COUR D'APPEL DE MONTPELLIER
1re Chambre Section D
ARRET DU 02 JUILLET 2008
Numéro d'inscription au répertoire général : 07 / 06056
Décision déférée à la Cour : Jugement du 30 MAI 2007 TRIBUNAL DE GRANDE INSTANCE DE MONTPELLIER N° RG 04 / 7405
APPELANTES :
Madame Gisèle X... épouse Y... agissant tant en son nom personnel qu'en qualité d'ayant droit de feue Mme Elise Z... veuve X... née le 19 Avril 1931 à VILLENEUVE LES MAGUELONE (34750) de nationalité française... 34750 VILLENEUVE LES MAGUELONE
représentée par la SCP NEGRE- PEPRATX- NEGRE, avoués à la Cour assistée de Me CALAFELL, avocat au barreau de MONTPELLIER
Madame Nicole X... agissant tant en son nom personnel qu'en qualité d'ayant droit de feue Mme Elise Z... veuve X... née le 26 Juillet 1938 à VILLENEUVE LES MAGUELONE (34750) de nationalité française... 34750 VILLENEUVE LES MAGUELONE
représentée par la SCP NEGRE- PEPRATX- NEGRE, avoués à la Cour assistée de Me CALAFELL, avocat au barreau de MONTPELLIER
INTIMES :
Maître Michel A... Administrateur judiciaire, agissant en qualité de liquidateur à la liquidation judiciaire de Mme Muriel B...... 34200 SETE
représentée par la SCP ARGELLIES- WATREMET, avoués à la Cour
assistée de Me V. ARCELLA substituant la SCP CARLIER RAYMOND PAILHE GANDILLON MOLLET, avocats au barreau de MONTPELLIER
Madame Muriel B... née le 11 Février 1970 à RODEZ (12000)... 34690 FABREGUES
représentée par la SCP ARGELLIES- WATREMET, avoués à la Cour assistée de Me V. ARCELLA substituant la SCP CARLIER RAYMOND PAILHE GANDILLON MOLLET, avocats au barreau de MONTPELLIER
ORDONNANCE DE CLOTURE du 05 Juin 2008
COMPOSITION DE LA COUR :
L'affaire a été débattue le 10 JUIN 2008, en audience publique, M. Mathieu MAURI ayant fait le rapport prescrit par l'article 785 du Code de Procédure Civile, devant la Cour composée de :
M. Mathieu MAURI, Président de Chambre M. Jean- Marc ARMINGAUD, Conseiller Mme Gisèle BRESDIN, Conseiller
qui en ont délibéré.
Greffier, lors des débats : Mme Hélène LILE PALETTE
ARRET :
- contradictoire
- prononcé publiquement par M. Mathieu MAURI, Président de Chambre.

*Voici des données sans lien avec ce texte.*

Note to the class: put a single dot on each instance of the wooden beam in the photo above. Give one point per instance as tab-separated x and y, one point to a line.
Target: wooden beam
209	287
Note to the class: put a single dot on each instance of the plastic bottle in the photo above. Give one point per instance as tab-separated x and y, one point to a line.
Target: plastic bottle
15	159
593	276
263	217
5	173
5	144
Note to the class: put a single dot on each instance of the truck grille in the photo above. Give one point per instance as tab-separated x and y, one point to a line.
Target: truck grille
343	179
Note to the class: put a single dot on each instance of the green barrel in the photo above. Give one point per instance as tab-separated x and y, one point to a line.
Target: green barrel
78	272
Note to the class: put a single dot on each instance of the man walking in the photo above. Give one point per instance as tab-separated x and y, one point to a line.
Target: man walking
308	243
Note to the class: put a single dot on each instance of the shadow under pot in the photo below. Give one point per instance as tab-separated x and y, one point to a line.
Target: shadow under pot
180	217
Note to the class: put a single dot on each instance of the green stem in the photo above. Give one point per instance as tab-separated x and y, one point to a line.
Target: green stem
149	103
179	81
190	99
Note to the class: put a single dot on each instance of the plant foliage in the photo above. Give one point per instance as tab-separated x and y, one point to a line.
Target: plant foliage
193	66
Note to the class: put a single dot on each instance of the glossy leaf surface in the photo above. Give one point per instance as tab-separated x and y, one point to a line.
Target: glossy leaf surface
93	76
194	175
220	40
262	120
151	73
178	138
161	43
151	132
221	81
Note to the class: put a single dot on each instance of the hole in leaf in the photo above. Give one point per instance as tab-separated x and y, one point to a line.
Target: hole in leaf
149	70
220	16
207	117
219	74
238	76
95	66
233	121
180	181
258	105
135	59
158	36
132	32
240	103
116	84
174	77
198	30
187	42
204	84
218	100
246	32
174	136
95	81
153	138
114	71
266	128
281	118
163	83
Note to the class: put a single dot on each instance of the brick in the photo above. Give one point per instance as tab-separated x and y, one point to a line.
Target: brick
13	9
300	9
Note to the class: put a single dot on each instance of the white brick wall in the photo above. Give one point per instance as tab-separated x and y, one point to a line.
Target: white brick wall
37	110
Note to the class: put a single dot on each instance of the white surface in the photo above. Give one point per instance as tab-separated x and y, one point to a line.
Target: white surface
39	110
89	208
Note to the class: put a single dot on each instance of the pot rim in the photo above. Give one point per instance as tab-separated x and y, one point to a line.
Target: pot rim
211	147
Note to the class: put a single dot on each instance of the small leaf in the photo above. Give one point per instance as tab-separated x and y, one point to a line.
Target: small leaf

- signé par M. Mathieu MAURI, Président de Chambre, et par Mme Hélène LILE PALETTE, greffière présente lors du prononcé.
Gisèle et Nicole X... sont propriétaires d'un ensemble immobilier situé à VILLENEUVE LES MAGUELONE.
Par acte du 23 septembre 1994 les locaux ont été loués à la Société MTB pour une durée de 9 années consécutives venant à expiration le 31 mai 2003.
Le fonds de commerce exploité par la Société MTB a été transféré à la SARL LE CAFE DES FLEURS puis le 27 mai 2002 cédé avec l'autorisation des bailleresses à Muriel B... .
L'acte de cession stipulait expressément que le principe du renouvellement du bail était accepté compte tenu de la date d'expiration dudit bail.
Désirant céder son fonds, Muriel B... a par acte d'huissier du 18 mai 2004 sollicité des bailleresses le renouvellement du bail.
Par acte d'huissier en date du 16 août 2004, les bailleurs lui notifiaient un refus de renouvellement du bail aux motifs :
- que les loyers n'étaient pas régulièrement payés,
- qu'elle ne justifiait pas de la souscription d'une assurance,
- qu'elle ne justifiait pas remplir les obligations du bail.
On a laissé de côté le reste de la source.